Chorégraphe dès 1912, sa première mise en scène, L’Après-midi d’un faune d'après le Prélude à l'Après-midi d'un faune de Claude Debussy, fut l’occasion pour lui d’élaborer un système de notation de l’œuvre : c’était le premier ballet du 20e siècle entièrement noté. Grâce à cette méthode, des spécialistes ont pu reconstituer fidèlement certaines de ses chorégraphies dont L’Après-midi d’un faune et une partie du Sacre du printemps.
Mélomane, doté d’une oreille musicale exceptionnelle, la musique était un élément central de son travail. Il entama la création du Sacre du printemps dont Stravinsky, avec lequel il collabora, composa la musique. Bousculant tous les codes, l’œuvre allait à l’encontre de la représentation traditionnelle de la danse. De façon paradoxale, lui qui était un extraordinaire danseur aérien, renonça soudainement dans ses ballets à « l’élévation de ses danseurs » pour les « clouer au sol ». Courbés, de profil, pieds en dedans, lors de la première le tollé fut si général qu’il était impossible d’entendre jouer l’orchestre. Bien que mal perçu car beaucoup trop en avance sur son temps, Nijinski venait simplement d’inventer la danse moderne.
Un aspect sans doute plus méconnu de la personnalité de Nijinski est sa complète inaptitude sociale. Cette incapacité à communiquer rendit sa carrière chorégraphique cauchemardesque et aggrava son état dans les années qui suivirent.
En 1913, lors d’une tournée en Amérique du Sud, il épousa à Buenos Aires la danseuse hongroise Romola de Pulszky (1891-1978). Diaghilev, dévasté par cette nouvelle et jaloux de cette union, le congédia sans préavis.

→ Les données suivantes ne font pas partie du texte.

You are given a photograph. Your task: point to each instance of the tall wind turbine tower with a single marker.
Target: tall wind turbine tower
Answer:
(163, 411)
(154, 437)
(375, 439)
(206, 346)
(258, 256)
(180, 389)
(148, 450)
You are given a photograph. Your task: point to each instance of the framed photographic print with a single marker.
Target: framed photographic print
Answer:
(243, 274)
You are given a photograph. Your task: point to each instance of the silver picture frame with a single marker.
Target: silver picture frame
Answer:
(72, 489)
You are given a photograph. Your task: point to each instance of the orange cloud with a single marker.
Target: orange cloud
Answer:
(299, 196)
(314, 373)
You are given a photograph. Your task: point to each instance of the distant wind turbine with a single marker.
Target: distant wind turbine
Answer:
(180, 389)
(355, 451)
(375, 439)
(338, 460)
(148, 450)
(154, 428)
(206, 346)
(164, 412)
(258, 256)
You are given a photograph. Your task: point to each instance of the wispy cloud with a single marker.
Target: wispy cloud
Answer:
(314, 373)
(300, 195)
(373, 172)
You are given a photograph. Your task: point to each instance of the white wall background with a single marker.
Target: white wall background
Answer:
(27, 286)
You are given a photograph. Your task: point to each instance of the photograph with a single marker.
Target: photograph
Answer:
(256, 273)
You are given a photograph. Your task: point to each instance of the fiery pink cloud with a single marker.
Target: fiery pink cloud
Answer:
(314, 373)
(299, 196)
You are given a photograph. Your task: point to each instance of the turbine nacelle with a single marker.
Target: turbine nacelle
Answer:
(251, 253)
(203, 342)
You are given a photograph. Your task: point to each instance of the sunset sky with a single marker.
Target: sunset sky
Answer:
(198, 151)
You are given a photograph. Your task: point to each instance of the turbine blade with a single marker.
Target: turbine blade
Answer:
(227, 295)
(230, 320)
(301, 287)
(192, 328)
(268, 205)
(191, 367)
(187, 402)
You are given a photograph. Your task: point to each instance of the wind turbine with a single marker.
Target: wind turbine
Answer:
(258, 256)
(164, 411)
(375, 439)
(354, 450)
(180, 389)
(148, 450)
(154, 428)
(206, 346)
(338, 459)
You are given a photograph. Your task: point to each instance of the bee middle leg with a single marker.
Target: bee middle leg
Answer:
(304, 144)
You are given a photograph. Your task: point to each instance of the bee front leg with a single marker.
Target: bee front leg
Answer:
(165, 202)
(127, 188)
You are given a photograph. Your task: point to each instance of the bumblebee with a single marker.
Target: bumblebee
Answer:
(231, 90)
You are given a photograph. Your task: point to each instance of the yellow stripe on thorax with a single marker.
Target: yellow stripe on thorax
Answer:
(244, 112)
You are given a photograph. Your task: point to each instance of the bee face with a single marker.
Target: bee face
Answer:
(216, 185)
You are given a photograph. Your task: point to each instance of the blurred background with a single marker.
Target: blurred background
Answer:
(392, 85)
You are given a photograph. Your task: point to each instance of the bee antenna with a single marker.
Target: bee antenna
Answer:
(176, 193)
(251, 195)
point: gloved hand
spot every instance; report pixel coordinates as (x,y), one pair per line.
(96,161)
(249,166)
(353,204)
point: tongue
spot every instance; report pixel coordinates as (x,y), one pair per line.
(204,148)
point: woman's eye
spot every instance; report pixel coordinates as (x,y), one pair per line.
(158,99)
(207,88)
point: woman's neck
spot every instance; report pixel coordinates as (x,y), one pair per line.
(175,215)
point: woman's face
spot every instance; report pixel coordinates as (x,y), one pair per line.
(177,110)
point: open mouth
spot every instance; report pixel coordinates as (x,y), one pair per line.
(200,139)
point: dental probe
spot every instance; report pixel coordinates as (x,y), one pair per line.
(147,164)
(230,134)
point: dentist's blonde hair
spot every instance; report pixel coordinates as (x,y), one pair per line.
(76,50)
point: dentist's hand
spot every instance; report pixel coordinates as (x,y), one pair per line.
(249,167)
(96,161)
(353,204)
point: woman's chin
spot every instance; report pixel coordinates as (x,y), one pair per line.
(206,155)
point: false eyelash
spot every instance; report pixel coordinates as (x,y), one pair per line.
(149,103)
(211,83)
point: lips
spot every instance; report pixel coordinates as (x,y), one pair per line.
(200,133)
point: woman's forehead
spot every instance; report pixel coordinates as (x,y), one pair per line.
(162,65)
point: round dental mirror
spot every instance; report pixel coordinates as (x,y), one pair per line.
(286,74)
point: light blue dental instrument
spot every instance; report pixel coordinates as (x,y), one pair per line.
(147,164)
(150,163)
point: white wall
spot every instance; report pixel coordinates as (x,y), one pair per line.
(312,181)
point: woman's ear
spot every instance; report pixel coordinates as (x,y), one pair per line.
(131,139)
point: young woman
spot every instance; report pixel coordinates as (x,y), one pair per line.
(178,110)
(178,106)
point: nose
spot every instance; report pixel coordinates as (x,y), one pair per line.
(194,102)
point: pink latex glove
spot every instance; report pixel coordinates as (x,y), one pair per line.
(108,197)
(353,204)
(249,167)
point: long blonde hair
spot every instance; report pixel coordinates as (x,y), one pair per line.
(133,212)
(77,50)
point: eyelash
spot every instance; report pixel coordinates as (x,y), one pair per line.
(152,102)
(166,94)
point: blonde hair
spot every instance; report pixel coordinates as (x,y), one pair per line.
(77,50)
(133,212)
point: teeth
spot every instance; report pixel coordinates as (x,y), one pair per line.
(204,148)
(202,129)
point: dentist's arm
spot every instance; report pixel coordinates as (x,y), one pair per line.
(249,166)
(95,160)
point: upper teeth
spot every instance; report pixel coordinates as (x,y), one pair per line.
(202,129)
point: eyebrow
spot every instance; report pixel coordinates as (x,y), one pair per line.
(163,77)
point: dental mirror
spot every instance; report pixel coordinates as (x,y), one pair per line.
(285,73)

Alors qu’il n’avait pas trente ans, arraché brutalement de la danse, artiste d’avant-garde ne pouvant plus s’exprimer, et très vulnérable mentalement, il sombra peu à peu dans la folie. La longue épreuve de la Première Guerre mondiale amplifia son état en le plongeant dans une profonde dépression. Il entama l’écriture de ses cahiers dans lesquels il livrait son regard sur le monde et exposait sa détresse psychologique. Laurent Terzieff disait : « C’est quand Nijinsky est, dans son journal, le plus incohérent qu’il nous livre les vérités les plus profondes ». Diagnostiqué schizophrène en 1919, sa longue agonie l’accompagna jusqu’à sa mort à Londres où il fut d'abord inhumé.
Presque trois ans plus tard, le 16 juin 1953, à l'initiative de Serge Lifar, ce génie singulier fut solennellement transféré à Paris au cimetière de Montmartre.Sa tombe est un ornée d’une statuette du sculpteur russe Oleg Abaziev, plus ou moins supposée représenter Nijinski dans son costume de Petrouchka, les bottes de cow-boy en plus ! Elle fut acceptée par les services de la Ville de Paris avec l’assentiment de la veuve de Lifar, propriétaire de la concession, mais sans l'accord de la famille de Nijinski, sa fille Tamara et sa petite-fille Kinga. Et malgré les diverses campagnes pour la faire retirer, la clownesque et ridicule bestiole est toujours là.